I’d had my eye on Wendy’s Pullover by Ruthie Nassbaum for quite a bit of time. I was immediately drawn to the Peter Pan collar and the use of fingering weight yarn since I wanted a lighter weight sweater. Wendy’s Pullover is a classically shaped Poor Boy that looked like it should already be in my closet.
Looking through my stash, I paired some Tosh Sock in Twig for the body with ModeWerk fingering in Daryl Dixon for the collar. I eagerly started on the 3″ of ribbing and tore straight through the 11″ of stockinette that followed. It wasn’t until I counted my stitches after the second time I performed the underarm bind-off that I found out I was one stitch off. One. Looking all over the fabric, I found the slacker stitch that was hanging off the selvedge edge somewhere around the 4″ mark.
Heartbroken, I frogged 10″ of fabric until I caught all the stitches, then I put it aside. Instead, I picked up a new ball of yarn and started making the front. If I had any chance of keeping my sanity, I had to work two-at-a-time. It was the only way I could be okay with essentially making three body pieces. I worked the pattern until I was matched on both sides and continued along, two-at-a-time to the underarm.
I finished the front first since it didn’t involve difficult things like button plackets and holes, then the back. After quickly making the sleeves, I steam blocked everything to make sewing easier. I seriously recommend blocking anything with sleeves before sewing. It definitely makes the difference between an odd pucker and a smooth finish. The nightmares committed during my first sweater are too horrible to discuss, but this sweater turned out beautiful. And the Peter Pan collar wasn’t as scary as I thought it would be.
Despite a 10″ setback, I’m really happy how quickly the sweater came together. There is no shaping in the body so it can go by quickly if you don’t hate stockinette. I call it a Waiting Room Project since I could easily knit a few stitches or a few rows and not lose my place during the constant disruption that can accompany any appointment. I like knowing I have an easy, deeply satisfying pattern in my library that can be created happily, and with almost no thought. It’s the kind of pattern that can instantly bring me two minutes of bliss that will last the whole day.

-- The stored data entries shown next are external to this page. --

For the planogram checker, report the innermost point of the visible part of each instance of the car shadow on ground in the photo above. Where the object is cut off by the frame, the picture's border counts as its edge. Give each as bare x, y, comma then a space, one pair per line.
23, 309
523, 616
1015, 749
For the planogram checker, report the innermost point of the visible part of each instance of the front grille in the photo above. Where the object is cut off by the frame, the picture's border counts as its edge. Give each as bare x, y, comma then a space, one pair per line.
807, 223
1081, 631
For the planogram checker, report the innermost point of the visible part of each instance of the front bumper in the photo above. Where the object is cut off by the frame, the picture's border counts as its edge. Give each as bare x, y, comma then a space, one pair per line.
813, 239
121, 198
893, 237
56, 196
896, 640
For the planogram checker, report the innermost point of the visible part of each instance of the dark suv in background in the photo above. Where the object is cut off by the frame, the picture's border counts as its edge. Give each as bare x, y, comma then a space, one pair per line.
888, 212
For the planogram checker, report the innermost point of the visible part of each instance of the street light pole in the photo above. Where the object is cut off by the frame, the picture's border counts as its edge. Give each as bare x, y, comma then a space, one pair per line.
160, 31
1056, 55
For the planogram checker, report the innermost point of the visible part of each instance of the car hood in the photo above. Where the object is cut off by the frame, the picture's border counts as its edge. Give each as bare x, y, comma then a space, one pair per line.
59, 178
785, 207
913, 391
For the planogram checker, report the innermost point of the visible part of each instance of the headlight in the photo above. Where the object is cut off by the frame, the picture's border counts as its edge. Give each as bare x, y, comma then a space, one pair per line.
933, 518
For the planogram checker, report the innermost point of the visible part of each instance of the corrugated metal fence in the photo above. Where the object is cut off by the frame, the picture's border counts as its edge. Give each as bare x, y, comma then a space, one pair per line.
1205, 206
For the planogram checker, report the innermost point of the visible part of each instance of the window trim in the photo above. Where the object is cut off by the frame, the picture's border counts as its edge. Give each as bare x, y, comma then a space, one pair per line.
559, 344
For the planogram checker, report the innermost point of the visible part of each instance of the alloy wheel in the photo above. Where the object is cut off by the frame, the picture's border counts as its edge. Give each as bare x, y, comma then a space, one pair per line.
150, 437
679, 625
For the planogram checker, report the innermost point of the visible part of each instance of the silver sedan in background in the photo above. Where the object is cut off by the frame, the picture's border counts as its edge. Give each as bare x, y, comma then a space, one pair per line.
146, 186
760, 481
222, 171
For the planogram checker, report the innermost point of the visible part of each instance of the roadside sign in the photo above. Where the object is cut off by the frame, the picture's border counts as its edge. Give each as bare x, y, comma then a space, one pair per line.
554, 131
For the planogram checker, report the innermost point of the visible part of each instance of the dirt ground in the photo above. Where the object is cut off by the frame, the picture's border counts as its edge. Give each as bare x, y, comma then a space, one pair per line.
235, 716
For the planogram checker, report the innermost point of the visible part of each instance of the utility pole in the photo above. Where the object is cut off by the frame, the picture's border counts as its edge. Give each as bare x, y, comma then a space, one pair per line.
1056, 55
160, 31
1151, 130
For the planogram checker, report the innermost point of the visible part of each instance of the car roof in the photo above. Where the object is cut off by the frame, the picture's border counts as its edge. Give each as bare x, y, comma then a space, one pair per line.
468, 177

Now, all I have to do is wait until next winter to wear my Short-Sleeved and Sweet Sweater. I’m not happy about having to wait, but at least I sewed the buttons on the back. For me, that’s huge. I will knit the crap out of a project, steam it, seam it, and weave it without complaint, but ask me to put on buttons and you’ll be waiting forever. I don’t keep a big stockpile of buttons so I always have to go out and individually match project to button. When I actually do make buttoned projects, they usually stay completely finished, save for buttons, for months. It’s the most slacker thing I do in my knitting but I’m okay with it. One day I’ll conquer the tedium of buttons and I will conquer the world. Until then, I’m content to keep my sad little system in place.